I didn't realise we were so interesting... anyway, not being an economist my opinion isn't worth squat, but here we go: Ireland has been a success story because American companies in industries willing to pay relatively high salaries have moved here. They have done so because of a government that is business friendly, very generous up-front incentives and a low tax regime - and speaking English is an obvious bonus. Secondly the population is young and a population bubble (of which I would be a part of) born in the mid to late '70s swelled the young adult graduate population in the late '90s, which was able to find high paying careers with relative ease. Coupled with this, low interest rates for a number of years has made credit dirt cheap and has allowed those same young adults (those that are still the pretty side of 30) to spend and consume on a level unimaginable even 10-years ago. This spending feeds money back into local economies (bars, restaurants, shops, car-dealers etc.) thus increasing the tax take from VAT (tax on spending) and allowing income taxes to be cut further, which has only prompted more spending.

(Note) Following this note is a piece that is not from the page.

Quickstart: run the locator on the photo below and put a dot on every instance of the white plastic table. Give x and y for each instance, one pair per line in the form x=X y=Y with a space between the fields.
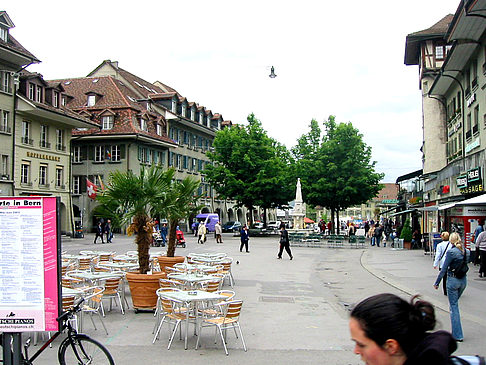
x=192 y=299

We got away with this because European subsidies flooded money into our government's bank accounts when the country was on it's knees in the '80s and now, by being so much more attractive to do business in than our big neighbours, we are screwing them for investment and jobs. Low interest rates, designed to stimulate the sluggish economies, are just more petrol on the flames of our fire, hence a housing price bubble that is, frankly, ridiculous and is just waiting to blow up in our face. We are ridiculously dependant on American industry, which we delude ourselves into thinking is going nowhere because we are "so well educated" etc. but will in fact bugger off as soon as the sums add up and we're not in a position to be self-sufficient - so it could all go horribly wrong yet. But squeezing us into a particular model or trying to create analogies is, it would seem to me, rather pointless in that I don't see how the factors that benefitted us can be replicated elsewhere - rich neighbours giving us hand-outs while we simultaneously screw them out of jobs for our younger population. Can't see it anywhere else.

Saturday, July 02, 2005

Elvis Ate America

To post about a trip to Burger King or a gas pipeline? Especially after calls have been made for the government to interfere directly with the judiciary - abhorrent in any democracy - I'd like to write about the jailing of five Mayo land-owners for contempt of court. They refused to give undertakings not to obstruct Shell from doing their preparatory work for a gas pipeline coming onshore from a field off the west coast of Ireland. My sympathy would lie with the company, because I'm pretty sure we're looking at NIMBY-ism again, and the indications are that the locals don't seem interested in letting Shell address their concerns (in case they're shown to be in the wrong perhaps?) but I don't know all the details or what the (genuine) risks are - and 345 bar is a LOT of pressure.

Instead I'll quote the back of the packet my Burger King chips came in last night:

"Your Fries Your Way

"You can eat these fries any way you want. You can dip them in ketchup or your drink if that turns you on. You can stuff them in your sandwich or you can play pick-up-sticks with them if you really want. Or, hang on, here's a thought, you can even eat them like a normal human being."

Is it just me or is that a truly bizarre piece of marketing? I know what they're trying to say (and it's lame) but that last sentence is just odd.